La méthode est tracée : il faut étudier d’abord ce qui tient, ce qui est ; car le rationnel est réel, et le réel rationnel. Avec espoir, le réel sera bon.
Berlin, vers 1820. Hegel envisage l’éthique, entendue comme vie des mœurs. La famille, la vie civile, l’État. La vie civile, mieux organisée autour du marché, pourrait éviter l’exclusion, l’égoïsme et le chômage ; l’innovation d’économie politique proposée par Hegel repose sur les corporations (ce n’était pas vraiment une nouveauté en 1820, mais, de nos jours, la théorie schumpétérienne de la croissance ou l’écologie et économie de proximité ne sont-elles que nouvelles ?). Le tout serait chapeauté par l’État et les citoyens.
Le lecteur n’est pas toujours convaincu de la réalité et de l’efficacité de ces solutions ; et Axel Honneth de regretter les analyses hégéliennes de la vie civile, pas assez riches et innovantes, pas assez ouvertes sur l’échange non marchand. Berlin n’a pas vraiment sauvé Iéna.

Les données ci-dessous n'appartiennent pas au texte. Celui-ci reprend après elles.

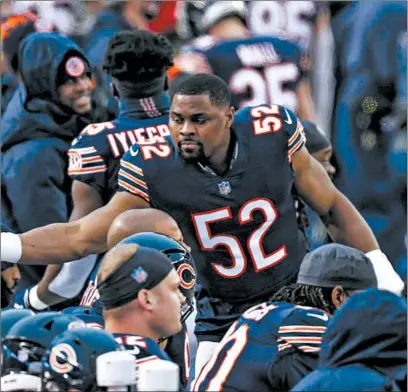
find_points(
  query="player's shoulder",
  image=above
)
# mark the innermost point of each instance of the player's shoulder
(302, 329)
(252, 113)
(94, 135)
(305, 317)
(202, 43)
(139, 154)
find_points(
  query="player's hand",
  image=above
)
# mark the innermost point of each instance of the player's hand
(11, 248)
(20, 300)
(387, 278)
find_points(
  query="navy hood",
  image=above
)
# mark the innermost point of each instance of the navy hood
(34, 111)
(41, 55)
(369, 329)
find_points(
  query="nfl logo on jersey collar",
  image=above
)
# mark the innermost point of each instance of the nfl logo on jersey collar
(224, 188)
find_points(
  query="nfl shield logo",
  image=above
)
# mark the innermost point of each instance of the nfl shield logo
(224, 188)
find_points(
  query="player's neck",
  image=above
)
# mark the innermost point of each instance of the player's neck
(230, 28)
(220, 161)
(131, 326)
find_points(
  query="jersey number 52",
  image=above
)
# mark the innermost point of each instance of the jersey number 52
(260, 260)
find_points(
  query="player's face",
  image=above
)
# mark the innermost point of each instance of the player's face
(324, 157)
(168, 306)
(197, 127)
(76, 94)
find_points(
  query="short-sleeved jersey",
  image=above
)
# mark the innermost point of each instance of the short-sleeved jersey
(294, 21)
(95, 155)
(241, 226)
(144, 349)
(258, 70)
(265, 334)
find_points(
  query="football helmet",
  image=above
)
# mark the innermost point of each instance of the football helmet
(180, 257)
(9, 317)
(70, 361)
(27, 340)
(90, 316)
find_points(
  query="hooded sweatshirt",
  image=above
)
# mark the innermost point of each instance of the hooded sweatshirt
(37, 131)
(365, 346)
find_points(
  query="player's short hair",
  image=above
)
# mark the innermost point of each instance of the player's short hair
(204, 84)
(138, 56)
(305, 295)
(115, 258)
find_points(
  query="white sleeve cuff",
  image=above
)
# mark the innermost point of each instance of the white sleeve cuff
(11, 248)
(387, 278)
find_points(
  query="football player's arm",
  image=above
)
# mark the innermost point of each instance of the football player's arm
(315, 186)
(67, 280)
(85, 236)
(343, 221)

Toutefois, il reste des choses à inventer. Certains inventent déjà.
Nous sommes à Iéna, en 1803.
16 janvier 2017 à 18:45 Luccio[Citer] [Répondre]

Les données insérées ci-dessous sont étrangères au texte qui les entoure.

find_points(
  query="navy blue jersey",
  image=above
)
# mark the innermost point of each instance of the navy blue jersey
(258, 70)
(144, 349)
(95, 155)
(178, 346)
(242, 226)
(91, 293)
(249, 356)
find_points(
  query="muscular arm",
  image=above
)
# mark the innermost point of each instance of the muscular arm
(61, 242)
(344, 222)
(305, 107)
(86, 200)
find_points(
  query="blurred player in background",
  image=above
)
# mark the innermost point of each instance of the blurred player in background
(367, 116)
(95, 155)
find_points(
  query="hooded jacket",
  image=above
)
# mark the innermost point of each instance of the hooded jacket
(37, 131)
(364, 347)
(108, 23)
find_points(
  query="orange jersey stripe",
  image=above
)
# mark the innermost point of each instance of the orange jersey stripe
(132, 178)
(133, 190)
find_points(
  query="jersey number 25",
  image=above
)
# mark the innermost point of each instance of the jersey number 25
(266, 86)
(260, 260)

Je voulais proposer ici un appendice.
Le principe en était : établir le présent suppose de le regarder d’un regard neuf et pluriel ; et de ne pas le voir comme un brouillon du futur, surtout si le futur qui s’esquisse esquisse une domination du capital, etc.
Il y a des futurs dans le présent, de Facebook à Nuit debout. Or il est facile de se moquer des futurs, et c’est le regard conservateur. Aristophane regardant Socrate.
Le regard conservateur, c’est parfois trop facile. Moque toi de l’orgueil ou de la nullité de quelques Nuit-deboutistes, mais tu aurais tort d’écarter leur création : un lien non capitaliste entre les gens. Invocation : Que vienne un Nuit debout reconnaissant la société de marché. (C’est sans doute déjà le cas, je suis très mal informé).
Toutefois, le regard conservateur est psychologiquement nécessaire, tant le capital adore s’annoncer comme progrès. C’est ainsi qu’il convient de s’imposer un moment conservateur dans l’analyse, d’où il peut ressortir des bêtises, mais qui sera nécessaire, au moins pour lancer la machine à réfléchir.
Version radicale : quelles sont les qualités du passé que le présent (capitaliste) cherche à me cacher ? En quoi une version de ces qualités pourrait-elle être actualisée ? (Attention, on peut se retrouver à dire des bêtises, la première idée n’est pas toujours la bonne)
C’est, je crois, le propos de Michéa.